Wer jetzt dort für ihre Flüchtlinge sorgt, ist den Helfern in Chios nicht recht klar. „Fuck Europe“, sagt Victoria, eine ältere Griechin. Sie organisiert die Sozialküche in der Inselhauptstadt, eine andere Hilfseinrichtung, seit die Flüchtlinge im Sommer vergangenen Jahres begannen, in Massen von der nur acht Kilometer entfernten türkischen Küste auf Chios überzusetzen. „Das hier wird ein Gefängnis werden“, sagt Victoria über das weiße Zeltlager vor der Festung Souda. „Die Menschen werden weiterhin kommen.“

Am Dienstag geht es wieder ums Essen. Es gibt nicht genug davon im neuen Sammellager auf Chios, dem sogenannten Hotspot, wo die griechische Polizei nun alle neu ankommenden Flüchtlinge festhält, bis die Türkei sie wieder zurücknimmt. „Wir sind hungrig“, sagen die Männer, die hinter dem Zaun stehen. 1200 Menschen sind am Dienstag im Lager, die Kapazität ist bereits erschöpft. Die Polizei war nicht darauf vorbereitet und hat zu wenig Essen eingeplant. Gleichzeitig darf der Imbissverkäufer vor dem Lager den Gefangenen nicht länger Sandwiches und Sim-Karten verkaufen und über den Zaun werfen. Eine Erklärung dafür hat der Wachmann am Eingang nicht.

Die Hilfsorganisationen klagen

„Die Zustände im Lager sind in den vergangenen 48 Stunden massiv schlechter geworden“, sagt eine Mitarbeiterin von „Ärzte der Welt“. Sie hat Ähnliches in Slowenien und Kroatien in den vergangenen Monaten gesehen: „Sie schließen den Korridor für Flüchtlinge, alles wird eine Sicherheitsfrage, man hat plötzlich mit dem Innenministerium zu tun und nicht länger mit dem Gesundheitsministerium.“ Wollen die Helfer von Ärzte der Welt Flüchtlinge im Krankenhaus behandeln lassen, müssen sie nun bei der Polizei nachfragen.
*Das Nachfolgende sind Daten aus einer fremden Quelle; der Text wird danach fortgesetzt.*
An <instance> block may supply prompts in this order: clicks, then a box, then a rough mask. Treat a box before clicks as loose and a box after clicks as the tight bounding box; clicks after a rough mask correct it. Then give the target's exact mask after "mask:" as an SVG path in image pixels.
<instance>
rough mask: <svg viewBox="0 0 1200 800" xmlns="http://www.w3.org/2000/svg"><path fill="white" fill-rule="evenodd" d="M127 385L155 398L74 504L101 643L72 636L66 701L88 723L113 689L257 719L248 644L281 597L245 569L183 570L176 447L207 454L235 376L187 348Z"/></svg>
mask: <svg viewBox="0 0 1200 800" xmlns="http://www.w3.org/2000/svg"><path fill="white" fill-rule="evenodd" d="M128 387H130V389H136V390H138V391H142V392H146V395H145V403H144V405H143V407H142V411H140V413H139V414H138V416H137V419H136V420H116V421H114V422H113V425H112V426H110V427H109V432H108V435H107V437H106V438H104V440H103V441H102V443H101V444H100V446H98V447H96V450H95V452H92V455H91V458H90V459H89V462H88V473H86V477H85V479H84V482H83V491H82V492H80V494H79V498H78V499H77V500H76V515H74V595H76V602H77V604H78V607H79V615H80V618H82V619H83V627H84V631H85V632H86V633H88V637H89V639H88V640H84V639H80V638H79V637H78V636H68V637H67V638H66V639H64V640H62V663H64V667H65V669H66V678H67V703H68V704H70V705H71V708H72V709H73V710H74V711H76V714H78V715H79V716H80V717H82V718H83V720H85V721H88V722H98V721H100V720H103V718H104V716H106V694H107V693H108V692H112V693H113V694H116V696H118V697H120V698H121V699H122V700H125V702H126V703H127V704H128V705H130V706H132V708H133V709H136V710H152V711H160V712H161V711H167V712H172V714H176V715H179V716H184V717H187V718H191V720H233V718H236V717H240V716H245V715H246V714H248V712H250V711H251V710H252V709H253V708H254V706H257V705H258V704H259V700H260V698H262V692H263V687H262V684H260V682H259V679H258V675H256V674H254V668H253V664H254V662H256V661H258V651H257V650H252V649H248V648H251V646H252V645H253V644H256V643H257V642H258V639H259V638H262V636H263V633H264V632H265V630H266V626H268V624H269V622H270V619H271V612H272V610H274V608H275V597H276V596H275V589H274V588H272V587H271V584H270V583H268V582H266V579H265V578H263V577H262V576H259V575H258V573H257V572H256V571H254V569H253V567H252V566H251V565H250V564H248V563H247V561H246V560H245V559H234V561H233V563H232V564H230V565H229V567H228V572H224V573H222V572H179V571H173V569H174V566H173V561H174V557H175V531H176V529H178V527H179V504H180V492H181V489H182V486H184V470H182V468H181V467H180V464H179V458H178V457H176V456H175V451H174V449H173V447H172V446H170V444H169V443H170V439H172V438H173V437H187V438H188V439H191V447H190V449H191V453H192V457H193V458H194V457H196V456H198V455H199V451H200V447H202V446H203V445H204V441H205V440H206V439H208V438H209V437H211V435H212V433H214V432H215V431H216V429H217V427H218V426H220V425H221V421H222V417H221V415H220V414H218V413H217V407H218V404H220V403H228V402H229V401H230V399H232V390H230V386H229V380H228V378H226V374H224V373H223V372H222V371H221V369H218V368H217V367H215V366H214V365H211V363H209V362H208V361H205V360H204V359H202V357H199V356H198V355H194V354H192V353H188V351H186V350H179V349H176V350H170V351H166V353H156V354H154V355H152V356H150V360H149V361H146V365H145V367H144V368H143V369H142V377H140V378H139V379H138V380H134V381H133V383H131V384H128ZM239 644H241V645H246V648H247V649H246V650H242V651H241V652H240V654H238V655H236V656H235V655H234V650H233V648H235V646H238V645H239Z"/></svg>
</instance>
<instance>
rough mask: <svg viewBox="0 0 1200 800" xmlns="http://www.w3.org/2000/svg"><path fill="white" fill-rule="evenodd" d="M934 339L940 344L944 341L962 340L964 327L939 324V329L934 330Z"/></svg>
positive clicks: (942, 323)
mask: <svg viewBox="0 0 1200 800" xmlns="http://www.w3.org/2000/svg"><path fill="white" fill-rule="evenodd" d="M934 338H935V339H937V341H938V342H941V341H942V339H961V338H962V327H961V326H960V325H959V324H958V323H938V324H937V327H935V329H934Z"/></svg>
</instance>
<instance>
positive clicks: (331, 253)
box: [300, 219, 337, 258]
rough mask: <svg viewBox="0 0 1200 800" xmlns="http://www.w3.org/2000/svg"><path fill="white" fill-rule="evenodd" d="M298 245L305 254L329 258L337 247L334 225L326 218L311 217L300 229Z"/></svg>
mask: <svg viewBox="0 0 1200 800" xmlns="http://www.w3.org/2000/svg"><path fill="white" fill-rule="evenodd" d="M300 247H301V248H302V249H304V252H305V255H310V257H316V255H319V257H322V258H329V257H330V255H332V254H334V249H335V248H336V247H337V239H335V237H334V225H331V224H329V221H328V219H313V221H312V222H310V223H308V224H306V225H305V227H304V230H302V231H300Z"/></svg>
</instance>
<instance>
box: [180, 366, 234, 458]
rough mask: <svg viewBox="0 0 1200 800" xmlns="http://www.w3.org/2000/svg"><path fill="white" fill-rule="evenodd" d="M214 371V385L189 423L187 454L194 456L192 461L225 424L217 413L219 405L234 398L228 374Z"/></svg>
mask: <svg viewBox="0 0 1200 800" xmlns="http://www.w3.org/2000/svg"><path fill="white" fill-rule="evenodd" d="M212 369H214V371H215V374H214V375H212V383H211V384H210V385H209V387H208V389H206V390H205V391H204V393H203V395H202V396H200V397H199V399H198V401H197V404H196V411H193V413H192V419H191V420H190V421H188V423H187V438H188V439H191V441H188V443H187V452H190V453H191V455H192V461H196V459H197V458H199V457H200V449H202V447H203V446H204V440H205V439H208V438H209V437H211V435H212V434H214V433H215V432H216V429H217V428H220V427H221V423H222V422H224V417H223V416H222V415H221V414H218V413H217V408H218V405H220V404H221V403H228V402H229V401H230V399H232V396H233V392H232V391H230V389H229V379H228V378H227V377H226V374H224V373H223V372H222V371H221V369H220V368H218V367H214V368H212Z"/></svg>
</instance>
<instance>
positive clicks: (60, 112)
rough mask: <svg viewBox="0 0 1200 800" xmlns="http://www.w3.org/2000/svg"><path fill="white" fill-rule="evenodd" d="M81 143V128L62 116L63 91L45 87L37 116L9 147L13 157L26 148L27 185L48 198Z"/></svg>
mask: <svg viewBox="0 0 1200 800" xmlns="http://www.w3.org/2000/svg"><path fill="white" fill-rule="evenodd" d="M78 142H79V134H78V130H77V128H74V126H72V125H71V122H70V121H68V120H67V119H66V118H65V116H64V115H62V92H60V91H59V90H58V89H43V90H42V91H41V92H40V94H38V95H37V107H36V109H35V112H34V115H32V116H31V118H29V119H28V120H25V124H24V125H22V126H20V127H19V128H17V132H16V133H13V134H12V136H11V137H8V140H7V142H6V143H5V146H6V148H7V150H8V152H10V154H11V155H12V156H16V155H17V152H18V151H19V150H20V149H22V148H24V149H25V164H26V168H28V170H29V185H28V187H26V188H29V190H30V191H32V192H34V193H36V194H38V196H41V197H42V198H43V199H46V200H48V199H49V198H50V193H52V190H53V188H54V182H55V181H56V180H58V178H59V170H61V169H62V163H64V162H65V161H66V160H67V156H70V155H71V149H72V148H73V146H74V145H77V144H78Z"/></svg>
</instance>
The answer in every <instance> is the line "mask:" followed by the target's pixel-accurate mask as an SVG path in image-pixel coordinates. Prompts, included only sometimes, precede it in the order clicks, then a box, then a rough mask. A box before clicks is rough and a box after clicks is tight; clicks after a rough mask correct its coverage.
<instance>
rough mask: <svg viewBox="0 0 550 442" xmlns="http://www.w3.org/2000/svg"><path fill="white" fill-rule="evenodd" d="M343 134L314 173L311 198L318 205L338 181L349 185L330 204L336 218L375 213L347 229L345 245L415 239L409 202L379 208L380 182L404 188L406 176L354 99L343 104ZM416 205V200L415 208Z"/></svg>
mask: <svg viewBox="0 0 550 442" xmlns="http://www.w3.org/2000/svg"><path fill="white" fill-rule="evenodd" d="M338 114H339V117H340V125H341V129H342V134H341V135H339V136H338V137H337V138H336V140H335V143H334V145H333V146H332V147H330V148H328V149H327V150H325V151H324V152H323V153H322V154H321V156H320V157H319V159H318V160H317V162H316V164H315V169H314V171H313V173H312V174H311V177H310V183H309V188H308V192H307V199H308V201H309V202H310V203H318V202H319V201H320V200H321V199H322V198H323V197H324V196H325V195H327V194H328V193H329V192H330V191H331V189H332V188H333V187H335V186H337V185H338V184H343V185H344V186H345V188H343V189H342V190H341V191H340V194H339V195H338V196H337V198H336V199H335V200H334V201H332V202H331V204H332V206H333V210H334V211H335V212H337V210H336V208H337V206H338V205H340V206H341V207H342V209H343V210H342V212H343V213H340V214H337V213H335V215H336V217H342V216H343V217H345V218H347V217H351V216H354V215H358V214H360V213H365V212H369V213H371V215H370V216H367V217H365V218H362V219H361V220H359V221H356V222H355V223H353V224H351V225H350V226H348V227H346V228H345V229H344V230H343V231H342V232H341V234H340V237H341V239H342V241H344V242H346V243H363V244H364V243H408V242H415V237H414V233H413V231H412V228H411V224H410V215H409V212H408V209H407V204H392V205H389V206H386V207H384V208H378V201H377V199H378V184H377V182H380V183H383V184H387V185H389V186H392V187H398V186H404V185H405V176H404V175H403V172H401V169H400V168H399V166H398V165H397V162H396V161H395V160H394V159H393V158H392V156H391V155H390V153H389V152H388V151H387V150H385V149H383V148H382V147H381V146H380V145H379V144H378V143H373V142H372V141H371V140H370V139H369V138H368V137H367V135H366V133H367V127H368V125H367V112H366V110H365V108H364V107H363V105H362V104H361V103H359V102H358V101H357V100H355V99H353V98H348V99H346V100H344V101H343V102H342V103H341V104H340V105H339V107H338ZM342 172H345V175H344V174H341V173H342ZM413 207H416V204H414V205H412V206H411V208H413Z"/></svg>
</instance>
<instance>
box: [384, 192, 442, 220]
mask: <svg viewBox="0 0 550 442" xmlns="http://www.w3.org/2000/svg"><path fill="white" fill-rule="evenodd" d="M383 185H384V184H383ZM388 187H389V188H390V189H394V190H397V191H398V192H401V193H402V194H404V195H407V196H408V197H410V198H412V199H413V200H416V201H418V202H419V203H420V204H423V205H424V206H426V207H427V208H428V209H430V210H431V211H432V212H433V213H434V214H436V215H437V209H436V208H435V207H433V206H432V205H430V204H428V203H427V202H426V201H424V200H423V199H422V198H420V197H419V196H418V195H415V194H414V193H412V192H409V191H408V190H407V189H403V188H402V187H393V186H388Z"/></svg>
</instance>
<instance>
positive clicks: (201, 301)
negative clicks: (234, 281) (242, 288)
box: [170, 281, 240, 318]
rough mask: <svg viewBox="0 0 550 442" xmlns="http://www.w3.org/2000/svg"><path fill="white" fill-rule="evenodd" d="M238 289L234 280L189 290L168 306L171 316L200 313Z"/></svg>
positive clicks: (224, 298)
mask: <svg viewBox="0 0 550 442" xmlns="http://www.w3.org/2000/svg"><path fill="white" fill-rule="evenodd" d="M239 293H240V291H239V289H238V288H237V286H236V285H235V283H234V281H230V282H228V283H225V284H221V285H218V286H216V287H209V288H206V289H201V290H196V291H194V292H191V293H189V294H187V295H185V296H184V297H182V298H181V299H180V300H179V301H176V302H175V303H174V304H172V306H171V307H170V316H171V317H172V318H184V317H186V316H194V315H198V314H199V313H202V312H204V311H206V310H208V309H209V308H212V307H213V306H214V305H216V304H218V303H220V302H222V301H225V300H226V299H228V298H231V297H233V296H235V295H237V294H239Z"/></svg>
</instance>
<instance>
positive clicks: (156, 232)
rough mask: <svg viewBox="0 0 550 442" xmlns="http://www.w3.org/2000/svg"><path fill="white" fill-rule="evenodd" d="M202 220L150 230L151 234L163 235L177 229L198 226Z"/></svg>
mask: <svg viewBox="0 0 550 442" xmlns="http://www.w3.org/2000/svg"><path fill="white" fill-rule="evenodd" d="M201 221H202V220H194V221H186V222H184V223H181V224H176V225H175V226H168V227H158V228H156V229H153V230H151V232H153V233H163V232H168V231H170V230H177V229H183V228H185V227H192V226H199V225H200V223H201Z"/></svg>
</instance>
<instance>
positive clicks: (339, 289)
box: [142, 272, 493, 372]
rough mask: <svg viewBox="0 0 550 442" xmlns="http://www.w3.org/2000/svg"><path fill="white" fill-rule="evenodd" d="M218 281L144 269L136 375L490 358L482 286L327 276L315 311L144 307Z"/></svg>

Eine Polizeieskorte fährt dann mit.

In der Nacht zum Dienstag kamen deutlich weniger Flüchtlinge übers Meer nach Griechenland. 281 waren es bis zum Morgen auf Chios, 600 auf den Inseln insgesamt. Das ist ein Drittel der sonst üblichen Zahl in den Wochen vor dem Abkommen mit der Türkei. Ob es am Wetter liegt oder am erfolgreicheren Kampf gegen die Schlepper, ist nicht sicher. Doch auf Chios müssen die griechischen Behörden nun rasch weitere Sicherheitslager bauen. „Wir wissen nicht wohin mit den Neuankömmlingen“, gibt ein Regierungsmitarbeiter zu.

Einige Hilfsorganisationen haben Zugang zum Hotspot auf Chios. Doch vor allem das Flüchtlingshilfswerk der UN hält sich nun mit Kritik nicht zurück. „Wir haben von Beginn an erklärt, dass dieses Abkommen zwischen der EU und der Türkei übereilt umgesetzt wird“, sagt Katerina Kitidi, die Sprecherin von UNHCR in Athen. Die UN-Helfer würden weiter auf den Inseln bleiben, erklärt sie. „Kein Gedanke an einen Abzug. Wir stellen uns neu auf. Die Menschen müssen in angemessenen Verhältnissen leben, erst recht, wenn sie auf einen Asylentscheid warten.“ Dass die griechischen Polizisten das regeln, trauen ihnen die UN-Helfer offensichtlich nicht zu.